3 Things I Wish I Knew Before Enrolling in an FNP Program
When I decided to go back to school for my MSN FNP and become a nurse practitioner, I did a great amount of research on my options. I looked into the length of different programs and weighed the benefits of going to school full-time versus part-time. I also considered the cost of continuing my education and compared the pros and cons of getting a nurse practitioner degree online instead of being on campus.
Starting the MSN FNP program has been challenging, but ultimately very rewarding. Here are three things I’ve learned so far that can help you choose the FNP program that’s right for you:
1. It’s possible
Working and earning your MSN FNP is possible. After completing my first semester working full-time and taking a full-time course load, the realization set in: I can do this. Time was one of the biggest hurdles that contributed to my procrastination in continuing my education. Now, my graduation day is just a few months away. Five years ago, I could not have imagined myself in this scenario – not even in my dreams.
2. The work is very rewarding
My favorite part about the program is working with nurse practitioners during clinical rotations and experiencing first-hand the rewards this profession brings to the community. “Why did I wait so long before furthering my career?” I often wonder. I’ve read about nurse practitioners and have been treated by them, but never saw the entire picture until I started working alongside them.
3. Finding a preceptor is important
Locating a preceptor is one of the biggest challenges FNP students face, but it is crucial to completing the program successfully. At Herzing, each student in the FNP program is assigned a clinical coordinator, who helps students locate clinical sites and preceptors that have worked with Herzing students in the past. This is a tremendous help for students who do not know where to start their search or have exhausted all their options.

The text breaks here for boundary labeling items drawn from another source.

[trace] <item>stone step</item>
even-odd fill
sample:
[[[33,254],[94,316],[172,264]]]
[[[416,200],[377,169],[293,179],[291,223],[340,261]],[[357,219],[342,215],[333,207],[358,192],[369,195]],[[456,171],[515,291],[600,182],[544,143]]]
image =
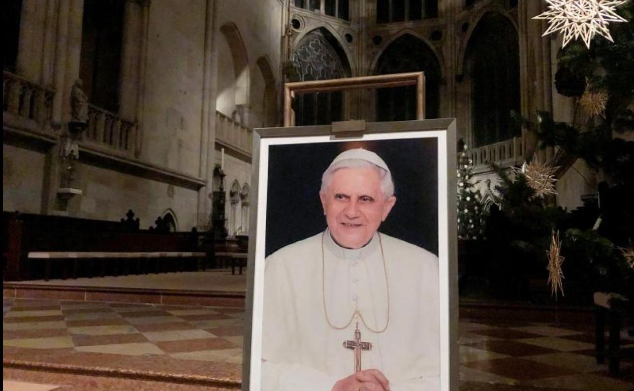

If you'd like more detail on the process, read Herzing's guide on how to find an NP preceptor for your clinicals, which includes information on who you can choose, where you can look, and how they help you secure your clinical.
Become a versatile, highly qualified nurse practitioner
A big advantage of becoming a nurse practitioner is your versatility to administer care to a wide variety of patients. The biggest difference between NPs and family nurse practitioners is FNPs are qualified to practice all types of family care, while NPs with a specialty in pediatrics or geriatrics will be restricted to those fields.
Nursing allows you to be part of a great profession and also opens up the door to a variety of different areas of expertise to explore. Given the choice to start over again, the online FNP program at Herzing University would still be my No. 1 choice.